A massive Antarctic iceberg the size of a small country is heading for the island of South Georgia with concerns it could disrupt the British territory’s economy and its wildlife.
Iceberg A-68A broke off the Larsen C ice shelf on the east of Antarctica’s peninsula in July 2017 and is about the same size as South Georgia, where it’s feared it could be heading.
A-68A, which is now 150km (93 miles) long and 48km (30 miles) wide, has since drifted about 1,400km north through an area known as “iceberg alley” to find itself about 500km away from South Georgia.
“It is absolutely huge and it’s the largest iceberg around in the Southern Ocean,” said Dr Sue Cook, a glaciologist at the Australian Antarctic Program Partnership.
She told the Guardian the iceberg was following a familiar track to many others, but its ultimate fate was very hard to predict. “It’s lasted for three years which is longer than was expected,” she said.
Cook said weather patterns, currents and the shape of the iceberg made predictions difficult. The giant floating ice island, which is only about 200 metres thick, could break apart or run aground.

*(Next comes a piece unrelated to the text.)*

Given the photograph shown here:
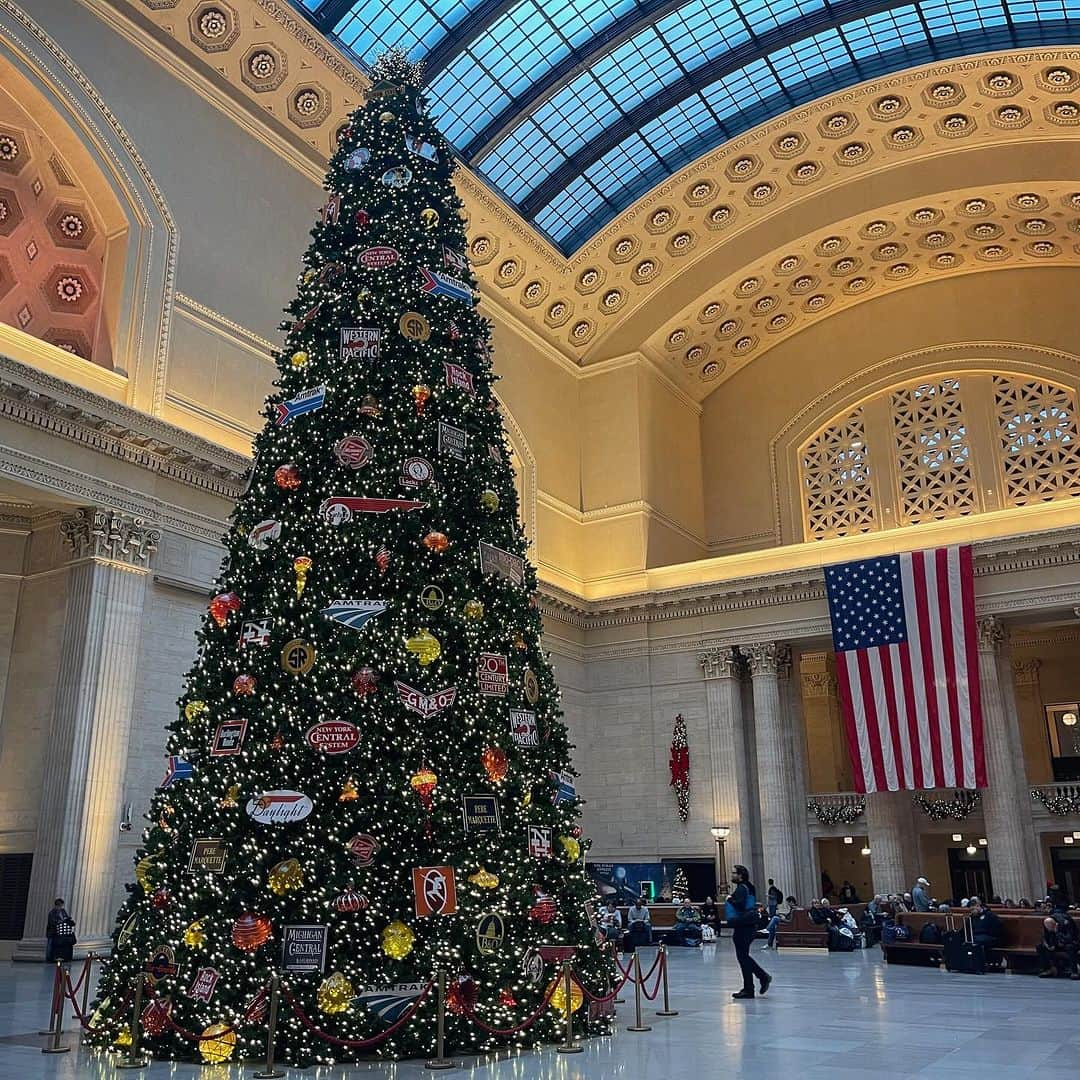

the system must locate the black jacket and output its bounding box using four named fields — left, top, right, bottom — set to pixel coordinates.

left=970, top=909, right=1002, bottom=943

The thin profile of the iceberg, which has been monitored by satellites, may make it more liable to float closer to South Georgia before getting stuck on the ocean floor.

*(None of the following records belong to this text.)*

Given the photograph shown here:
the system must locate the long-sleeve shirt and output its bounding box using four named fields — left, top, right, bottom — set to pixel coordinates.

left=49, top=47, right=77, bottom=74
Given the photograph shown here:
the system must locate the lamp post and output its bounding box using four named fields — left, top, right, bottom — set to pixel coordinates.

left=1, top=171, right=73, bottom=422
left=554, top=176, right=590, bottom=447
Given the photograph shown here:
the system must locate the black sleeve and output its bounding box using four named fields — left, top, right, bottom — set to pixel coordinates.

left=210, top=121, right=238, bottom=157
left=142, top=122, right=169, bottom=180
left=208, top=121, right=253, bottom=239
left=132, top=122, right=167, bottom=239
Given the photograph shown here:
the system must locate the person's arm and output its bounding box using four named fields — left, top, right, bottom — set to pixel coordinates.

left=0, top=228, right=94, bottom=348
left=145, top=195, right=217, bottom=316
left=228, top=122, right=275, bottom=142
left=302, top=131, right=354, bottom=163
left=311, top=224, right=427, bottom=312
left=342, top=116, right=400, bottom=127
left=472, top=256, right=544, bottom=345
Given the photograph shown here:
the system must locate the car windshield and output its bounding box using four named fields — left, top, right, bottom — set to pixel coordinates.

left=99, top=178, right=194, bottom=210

Prof Geraint Tarling of the British Antarctic Survey told the BBC he was concerned about the iceberg’s potential to impact South Georgia.
“A close-in iceberg has massive implications for where land-based predators might be able to forage,” he said.

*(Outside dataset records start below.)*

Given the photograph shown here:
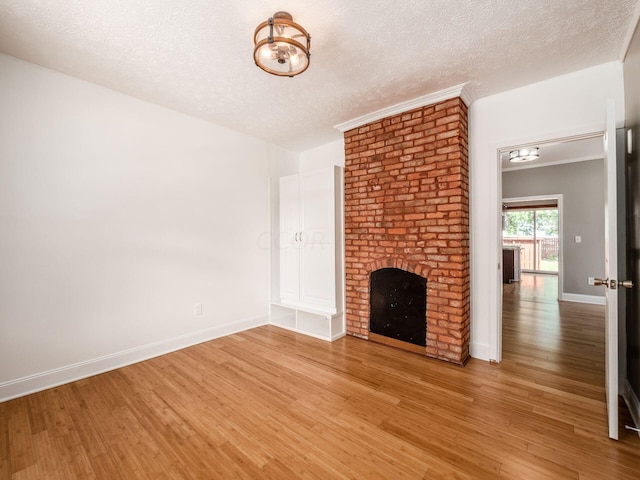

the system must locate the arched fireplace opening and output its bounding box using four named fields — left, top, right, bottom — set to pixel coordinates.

left=370, top=268, right=427, bottom=347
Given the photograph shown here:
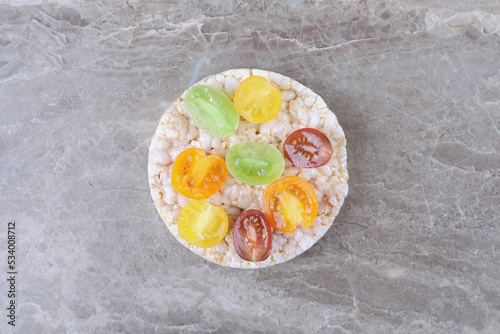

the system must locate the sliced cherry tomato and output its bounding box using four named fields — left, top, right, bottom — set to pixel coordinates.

left=263, top=176, right=318, bottom=233
left=283, top=128, right=333, bottom=168
left=184, top=85, right=240, bottom=138
left=226, top=142, right=284, bottom=186
left=233, top=209, right=272, bottom=262
left=233, top=76, right=282, bottom=124
left=178, top=200, right=228, bottom=248
left=171, top=148, right=227, bottom=199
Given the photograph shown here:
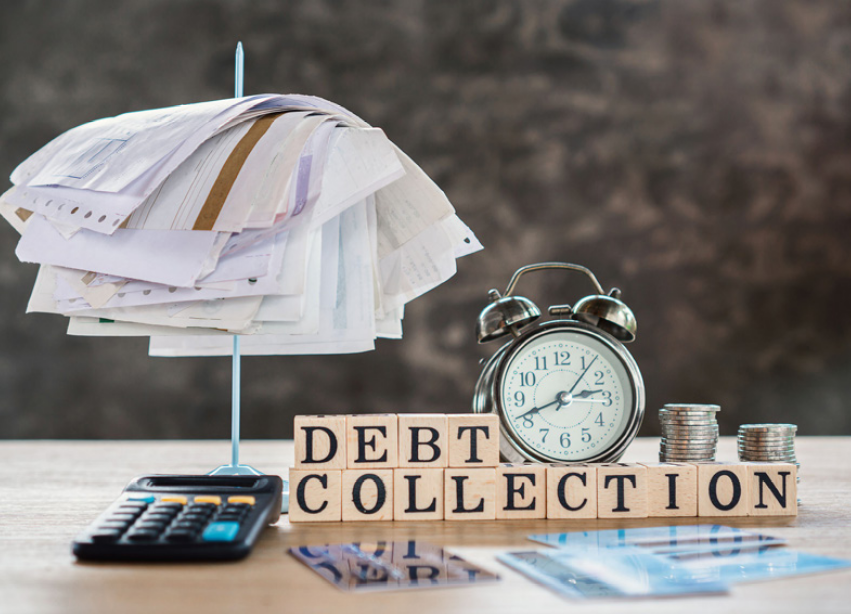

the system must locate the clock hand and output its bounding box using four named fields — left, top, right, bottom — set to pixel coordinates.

left=517, top=398, right=560, bottom=420
left=573, top=389, right=602, bottom=399
left=567, top=356, right=598, bottom=395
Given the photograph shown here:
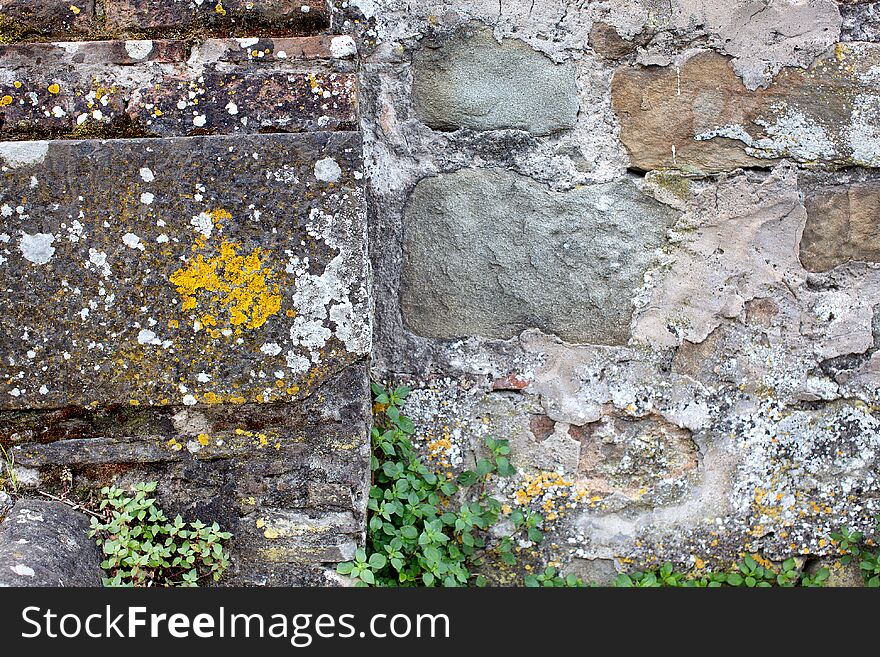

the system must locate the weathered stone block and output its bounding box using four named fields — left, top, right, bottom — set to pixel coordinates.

left=0, top=499, right=101, bottom=586
left=612, top=44, right=880, bottom=173
left=801, top=183, right=880, bottom=272
left=0, top=1, right=94, bottom=40
left=104, top=0, right=327, bottom=36
left=412, top=27, right=579, bottom=136
left=0, top=132, right=368, bottom=410
left=400, top=168, right=678, bottom=344
left=0, top=39, right=356, bottom=138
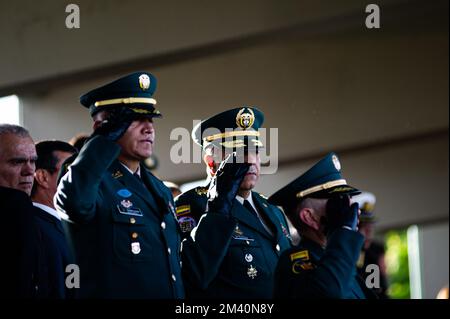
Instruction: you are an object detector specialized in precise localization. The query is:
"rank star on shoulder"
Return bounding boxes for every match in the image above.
[175,303,210,317]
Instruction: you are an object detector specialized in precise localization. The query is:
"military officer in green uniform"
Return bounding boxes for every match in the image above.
[178,107,292,299]
[55,72,184,299]
[270,153,377,299]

“When you’re talking about penguins and seals during the period that’s really crucial to them – during pup and chick-rearing – the actual distance they have to travel to find food really matters. If they have to do a big detour, it means they’re not going to get back to their young in time to prevent them starving to death in the interim.”
Tarling said while the ecosystems would bounce back there was a risk the iceberg could sit around for a decade. “That would make a very big difference, not just to the ecosystem of South Georgia, but its economy as well,” he said.
The chunk broke away from Antarctica’s Larsen C ice shelf in July 2017 and, at the time, was about 175km long and about 50km wide – bigger than Luxembourg.
According to the European Space Agency, the iceberg lost a chunk early, sparking a naming convention where the largest section was renamed from A-68 to A-68A and the smaller piece A-68B.
A-68A lost another piece in April 2020 (spawning A-68C) and is now about 150km long and 48km wide. South Georgia is 165km long and 35km wide.
In April, the iceberg was 230km west-southwest of the South Orkney Islands.
“It’s hard for us to predict exactly where it will end up,” Cook said.
“It’s about 500km off South Georgia at the moment, but given it’s 150km long that’s not very far and I can see why people would be concerned. Because most of it is under water, it will project a long way underneath which means it’s easy for it to run aground, and that’s also common.”
She agreed that depending on where the iceberg ended up it could disrupt the routes that animals used to get to feeding grounds.
“It scrapes along the seafloor and affects those communities of animals there. If you get one stuck in the wrong place it can affect shipping.”
Cook said the release of icebergs was natural and there was nothing about the size of A-68A that was particularly unusual “but this is happening in a region where there’s a lot of change”.
Ice shelves to the north had gone through disintegration events and there was speculation that Larsen C was also vulnerable to disintegration. “When you lose a large area there’s always a chance the remaining shelf will be more unstable,” she said.
Dr Andrew Fleming, also of the British Antarctic Survey, told the BBC that A-68A could also spin around South Georgia and head into warmer waters, where it could break apart much faster.
Ice shelves are already floating on the ocean, so when they break apart they don’t directly lead to a rise on ocean levels.